Implementing ETF Avalanches for TuringTrader was straightforward. However, our backtested results differ substantially from the data published in The Alpha Formula. In particular, we see our implementation profit more than the book in fall 2011, while the book did better in summer 2015. So far, we have not been able to identify the root cause of these differences.
The Alpha Portfolio
While we certainly enjoyed the strategies presented in the book, what sets this book apart is something else: The Alpha Portfolio. About a third of the book is devoted to combining the four individual strategies into a portfolio and reviewing the resulting meta-strategy's characteristics. The Alpha Portfolio is diversified across asset classes, geographical regions, strategy styles, and time horizons, leading to smooth returns and low volatility in many different market environments. The portfolio combines high returns with low volatility and a low correlation to the stock market. With these properties, the Alpha Portfolio addresses almost all needs investors are looking for and rivals many ETFs and mutual funds available to retail investors. We have not seen a strategy of this quality published in a book before.
We have only very little criticism for the Alpha Portfolio. Except for the Dynamic Treasuries, all portfolio components are solid. However, we feel that ETF Avalanches is a drag on the overall portfolio performance. We believe it would be helpful to dynamically shift exposure between Rising Assets and ETF Avalanches, based on sentiment and possibly volatility of the stock market.
Understandably, a portfolio of this complexity comes at a price. It requires solid programming skills to implement the various components of the Alpha Portfolio. A reliable data feed is required to access the quotes for the many instruments. Further, readers need a survivorship-bias-free universe for Weekly Mean Reversion. And finally, investing in the Alpha Portfolio requires significantly more maintenance than most other portfolios.

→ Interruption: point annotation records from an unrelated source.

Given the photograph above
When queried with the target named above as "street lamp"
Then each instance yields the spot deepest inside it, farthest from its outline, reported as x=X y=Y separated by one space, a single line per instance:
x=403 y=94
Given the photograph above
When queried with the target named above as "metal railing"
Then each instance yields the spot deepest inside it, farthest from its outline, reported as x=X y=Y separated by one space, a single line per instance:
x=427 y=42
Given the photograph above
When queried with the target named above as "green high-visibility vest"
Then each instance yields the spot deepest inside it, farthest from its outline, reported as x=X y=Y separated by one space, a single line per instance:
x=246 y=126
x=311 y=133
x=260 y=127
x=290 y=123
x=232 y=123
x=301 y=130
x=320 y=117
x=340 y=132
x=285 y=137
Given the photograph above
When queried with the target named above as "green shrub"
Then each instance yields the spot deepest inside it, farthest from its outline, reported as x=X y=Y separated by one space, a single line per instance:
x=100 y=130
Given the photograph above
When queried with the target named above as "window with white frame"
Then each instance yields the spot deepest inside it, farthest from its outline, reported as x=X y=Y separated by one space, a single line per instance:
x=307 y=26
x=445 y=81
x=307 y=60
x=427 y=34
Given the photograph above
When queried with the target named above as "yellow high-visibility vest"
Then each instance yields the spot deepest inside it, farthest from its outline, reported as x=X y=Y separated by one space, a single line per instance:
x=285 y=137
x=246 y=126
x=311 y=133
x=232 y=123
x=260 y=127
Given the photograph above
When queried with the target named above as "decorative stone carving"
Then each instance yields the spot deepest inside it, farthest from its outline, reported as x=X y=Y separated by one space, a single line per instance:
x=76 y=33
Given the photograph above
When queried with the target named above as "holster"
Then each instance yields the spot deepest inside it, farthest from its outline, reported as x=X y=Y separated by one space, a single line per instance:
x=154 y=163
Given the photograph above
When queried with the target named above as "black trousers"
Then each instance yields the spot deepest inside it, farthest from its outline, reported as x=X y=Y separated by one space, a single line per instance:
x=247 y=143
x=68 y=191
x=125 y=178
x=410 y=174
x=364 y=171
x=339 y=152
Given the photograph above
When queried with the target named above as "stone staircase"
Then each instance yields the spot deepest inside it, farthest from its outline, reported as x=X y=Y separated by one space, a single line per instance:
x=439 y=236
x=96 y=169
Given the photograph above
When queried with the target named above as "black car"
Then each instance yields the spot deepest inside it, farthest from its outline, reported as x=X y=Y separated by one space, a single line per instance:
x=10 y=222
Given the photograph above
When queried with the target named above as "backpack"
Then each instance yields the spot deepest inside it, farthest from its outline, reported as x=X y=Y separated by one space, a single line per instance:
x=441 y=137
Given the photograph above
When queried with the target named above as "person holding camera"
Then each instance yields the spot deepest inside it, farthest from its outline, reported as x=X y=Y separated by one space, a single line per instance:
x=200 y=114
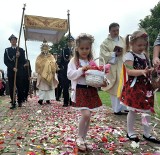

In summary, The Alpha Formula appeals equally to readers looking for a strategy they can use out of the box, as it does to quant developers looking to jump-start their own development. We consider The Alpha Formula a must-read for anybody interested in quantitative trading and the best trading-related book we read in 2019.
Even more importantly, The Alpha Formula has been the motivation to launch our All-Stars. This family of meta portfolios offers the same benefits of combining uncorrelated strategies, but with TuringTrader's ease of use.